We met at his hotel. I gave him an advance copy of The Realist with an interview with Dr. Albert Ellis. He was an author who wrote books like The Folklore of Sex and Sex Without Guilt. Based on that I wrote a handbook called Guilt without Sex. It was turned down by MAD, but I sent it to Playboy and they used it. This interview with Albert Ellis, at one point he said, "People don't to need to keep saying such fucking negative things to each other." I said, "Do people object to your using that kind of language?" I was kind of a prude myself in that I didn't curse.
But whether I was a prude of not, I was against censorship and I didn't want to do what other magazines did at the time, using asterisks or dashes. My printer - a human being - not a machine on a desk - didn't want to print it. I had my attorney send him a letter explaining the Supreme Court had ruled that to be obscene something had to arouse the prurient interest of the reader or theatergoer. I told that to Lenny and he opened his suitcase in the Hotel America and took out a huge, unabridged dictionary and looked up the word prurient. The first definition was, "To tickle." Lenny said, "So if you buy itching powder at a novelty store you can get busted?" Another definition was, "Arousal of sexual feelings."
Lenny made the point, "Well, what's wrong with arousing prurient interest? Sounds like a good thing!" Up to that point he had always used euphemisms like frig and freak. He asked me to give out copies of that issue in front of Town Hall. So I stood outside Town Hall handing them out and Lenny came onstage with a copy of it and talked about it. Town Hall barred him from coming again. The place had sold out and Lenny said, "They're just saying that. They'll hire me again because they made money on me." And he was right. They did let him perform there again.

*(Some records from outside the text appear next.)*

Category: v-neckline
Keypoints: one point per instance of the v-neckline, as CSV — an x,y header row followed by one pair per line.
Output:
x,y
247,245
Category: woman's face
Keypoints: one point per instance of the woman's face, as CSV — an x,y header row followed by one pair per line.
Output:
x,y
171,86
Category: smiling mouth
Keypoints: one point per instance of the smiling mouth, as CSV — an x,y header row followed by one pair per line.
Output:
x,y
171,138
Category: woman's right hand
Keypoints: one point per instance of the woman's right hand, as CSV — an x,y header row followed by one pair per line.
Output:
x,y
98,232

Then Lenny started using those lines as a semanticist and analyzed the magic these words had on people, the affect. They treated them like they had some supernatural attachment. He really wasn't trying to exploit the words, but liberate them and put them in context. He tried not to use the words to get a laugh and didn't use them as a punchline. He started getting busted for obscenity and it was because he was making fun of religion and political figures, but there was no law against blasphemy so they had to use obscenity as an excuse. One of the features of the Supreme Court decision was - if it had social redeeming qualities, then it was okay. A lot of witnesses at Lenny's trial testified that it indeed had social redeeming value.